Complexidade: O(n log n) no caso médio, O(n²) no pior caso (quando a escolha do pivô é desfavorável). É in-place, mas não é estável.

Comparação e Considerações Finais

A escolha do algoritmo depende do volume de dados e dos requisitos de estabilidade e uso de memória. Para listas muito pequenas, Insertion Sort é uma boa opção. Para listas grandes, Merge Sort e Quick Sort oferecem melhor desempenho. Merge Sort é estável e tem complexidade garantida, mas consome mais memória. Quick Sort é mais rápido na média e trabalha in-place, porém pode ser instável e degenerar para O(n²) em casos específicos.

A tabela a seguir resume as principais características dos algoritmos estudados:

AlgoritmoComplexidade MédiaEstávelIn-Place
Bubble SortO(n²)SimSim
Insertion SortO(n²)SimSim
Merge SortO(n log n)SimNão
Quick SortO(n log n)NãoSim

Em Python, a função nativa sorted() utiliza Timsort — híbrido de Merge Sort e Insertion Sort — que oferece bom desempenho geral. Entender os algoritmos clássicos, no entanto, é essencial para dominar os fundamentos da computação.

FAQ — Perguntas Frequentes

O que significa um algoritmo ser estável?
Algoritmos estáveis mantêm a ordem relativa de elementos com valores iguais. Por exemplo, ao ordenar alunos por nota, a ordem de quem tirou a mesma nota é preservada. Isso é importante em ordenações múltiplas (como ordenar por sobrenome e depois por nota).

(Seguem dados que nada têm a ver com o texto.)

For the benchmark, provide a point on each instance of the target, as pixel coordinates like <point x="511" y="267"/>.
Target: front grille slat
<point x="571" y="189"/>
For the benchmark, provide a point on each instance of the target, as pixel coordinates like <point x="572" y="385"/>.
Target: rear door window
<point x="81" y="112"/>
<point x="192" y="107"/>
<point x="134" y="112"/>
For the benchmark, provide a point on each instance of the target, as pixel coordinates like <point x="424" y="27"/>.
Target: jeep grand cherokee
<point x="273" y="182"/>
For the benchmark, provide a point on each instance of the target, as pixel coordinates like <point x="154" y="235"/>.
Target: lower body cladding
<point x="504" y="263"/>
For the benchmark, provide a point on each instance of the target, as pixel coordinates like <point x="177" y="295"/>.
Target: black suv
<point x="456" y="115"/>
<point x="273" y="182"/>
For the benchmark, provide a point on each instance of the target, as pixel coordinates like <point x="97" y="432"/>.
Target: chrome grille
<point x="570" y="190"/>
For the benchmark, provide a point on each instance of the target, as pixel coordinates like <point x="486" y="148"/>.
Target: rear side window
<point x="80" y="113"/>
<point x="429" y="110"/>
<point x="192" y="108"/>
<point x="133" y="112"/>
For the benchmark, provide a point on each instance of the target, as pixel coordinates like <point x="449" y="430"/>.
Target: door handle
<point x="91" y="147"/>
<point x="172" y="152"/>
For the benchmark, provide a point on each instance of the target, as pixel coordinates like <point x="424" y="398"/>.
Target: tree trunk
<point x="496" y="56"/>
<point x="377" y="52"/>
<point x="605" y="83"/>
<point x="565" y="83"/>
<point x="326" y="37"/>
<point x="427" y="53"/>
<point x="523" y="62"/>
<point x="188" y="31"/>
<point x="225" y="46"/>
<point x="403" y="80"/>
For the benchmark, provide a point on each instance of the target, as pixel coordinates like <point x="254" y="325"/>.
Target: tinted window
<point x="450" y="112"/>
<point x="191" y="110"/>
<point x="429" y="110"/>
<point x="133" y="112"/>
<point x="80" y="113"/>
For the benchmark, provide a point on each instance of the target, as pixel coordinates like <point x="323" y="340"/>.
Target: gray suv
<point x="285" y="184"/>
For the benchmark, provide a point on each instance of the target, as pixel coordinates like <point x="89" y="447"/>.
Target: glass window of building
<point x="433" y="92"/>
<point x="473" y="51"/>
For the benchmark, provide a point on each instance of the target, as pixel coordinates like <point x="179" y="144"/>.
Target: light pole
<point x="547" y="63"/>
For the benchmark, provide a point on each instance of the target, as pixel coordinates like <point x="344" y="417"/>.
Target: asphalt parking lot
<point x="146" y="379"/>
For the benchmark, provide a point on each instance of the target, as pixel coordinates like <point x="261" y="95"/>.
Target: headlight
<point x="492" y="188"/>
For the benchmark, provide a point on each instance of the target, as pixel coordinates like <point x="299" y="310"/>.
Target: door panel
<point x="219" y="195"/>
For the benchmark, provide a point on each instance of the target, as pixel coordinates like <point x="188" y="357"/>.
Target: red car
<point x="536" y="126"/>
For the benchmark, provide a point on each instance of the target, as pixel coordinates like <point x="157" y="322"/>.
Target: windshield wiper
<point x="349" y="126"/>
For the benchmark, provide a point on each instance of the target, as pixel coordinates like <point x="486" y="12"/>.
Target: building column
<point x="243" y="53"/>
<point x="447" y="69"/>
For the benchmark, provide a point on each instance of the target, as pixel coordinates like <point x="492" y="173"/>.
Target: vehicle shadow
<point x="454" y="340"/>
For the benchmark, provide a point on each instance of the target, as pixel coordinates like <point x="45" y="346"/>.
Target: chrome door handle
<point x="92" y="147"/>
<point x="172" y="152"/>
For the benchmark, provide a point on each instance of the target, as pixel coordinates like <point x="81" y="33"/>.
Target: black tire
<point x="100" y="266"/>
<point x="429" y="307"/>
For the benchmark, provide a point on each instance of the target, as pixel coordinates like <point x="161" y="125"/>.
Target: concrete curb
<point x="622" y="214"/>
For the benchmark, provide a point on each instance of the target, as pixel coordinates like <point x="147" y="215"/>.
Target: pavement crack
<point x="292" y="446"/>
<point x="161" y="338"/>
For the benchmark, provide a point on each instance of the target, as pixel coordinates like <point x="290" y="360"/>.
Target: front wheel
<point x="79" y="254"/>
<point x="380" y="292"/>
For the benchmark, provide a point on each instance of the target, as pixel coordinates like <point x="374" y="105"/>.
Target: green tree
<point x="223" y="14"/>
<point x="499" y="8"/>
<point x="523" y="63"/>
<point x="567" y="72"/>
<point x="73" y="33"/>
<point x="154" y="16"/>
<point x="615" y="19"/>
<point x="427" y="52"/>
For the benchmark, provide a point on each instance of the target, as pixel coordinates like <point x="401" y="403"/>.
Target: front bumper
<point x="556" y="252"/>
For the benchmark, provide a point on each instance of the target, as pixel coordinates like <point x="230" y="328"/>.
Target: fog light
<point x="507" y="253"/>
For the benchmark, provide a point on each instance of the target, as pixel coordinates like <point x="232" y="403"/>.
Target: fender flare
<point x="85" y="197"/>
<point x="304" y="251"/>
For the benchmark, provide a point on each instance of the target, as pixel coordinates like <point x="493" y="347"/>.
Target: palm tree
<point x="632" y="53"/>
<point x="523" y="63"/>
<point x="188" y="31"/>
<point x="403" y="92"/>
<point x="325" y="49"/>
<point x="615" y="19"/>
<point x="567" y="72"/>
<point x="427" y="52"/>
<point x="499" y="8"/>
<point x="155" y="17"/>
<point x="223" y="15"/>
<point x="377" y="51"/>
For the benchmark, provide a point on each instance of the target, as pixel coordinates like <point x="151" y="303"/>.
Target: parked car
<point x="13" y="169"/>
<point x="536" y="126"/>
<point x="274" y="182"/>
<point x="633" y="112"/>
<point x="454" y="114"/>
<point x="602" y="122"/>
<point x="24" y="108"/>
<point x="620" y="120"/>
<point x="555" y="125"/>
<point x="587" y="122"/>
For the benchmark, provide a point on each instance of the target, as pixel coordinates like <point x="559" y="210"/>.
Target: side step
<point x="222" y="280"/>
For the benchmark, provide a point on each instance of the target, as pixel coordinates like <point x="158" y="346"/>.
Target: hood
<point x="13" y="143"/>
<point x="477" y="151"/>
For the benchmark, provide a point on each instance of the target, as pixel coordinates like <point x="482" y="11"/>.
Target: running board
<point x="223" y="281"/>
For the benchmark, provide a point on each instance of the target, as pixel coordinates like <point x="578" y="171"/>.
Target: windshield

Por que usamos a notação Big O?
A notação Big O descreve como o tempo de execução cresce conforme o tamanho da entrada aumenta, desconsiderando constantes e particularidades da implementação. Ela nos permite comparar algoritmos de forma teórica e independente de hardware.

Qual algoritmo devo usar no dia a dia?
Na maioria dos casos, utilize a função de ordenação da sua linguagem (como sorted() do Python). Se for implementar manualmente, Quick Sort é uma escolha sólida para listas grandes, e Insertion Sort é útil para listas pequenas ou quase ordenadas.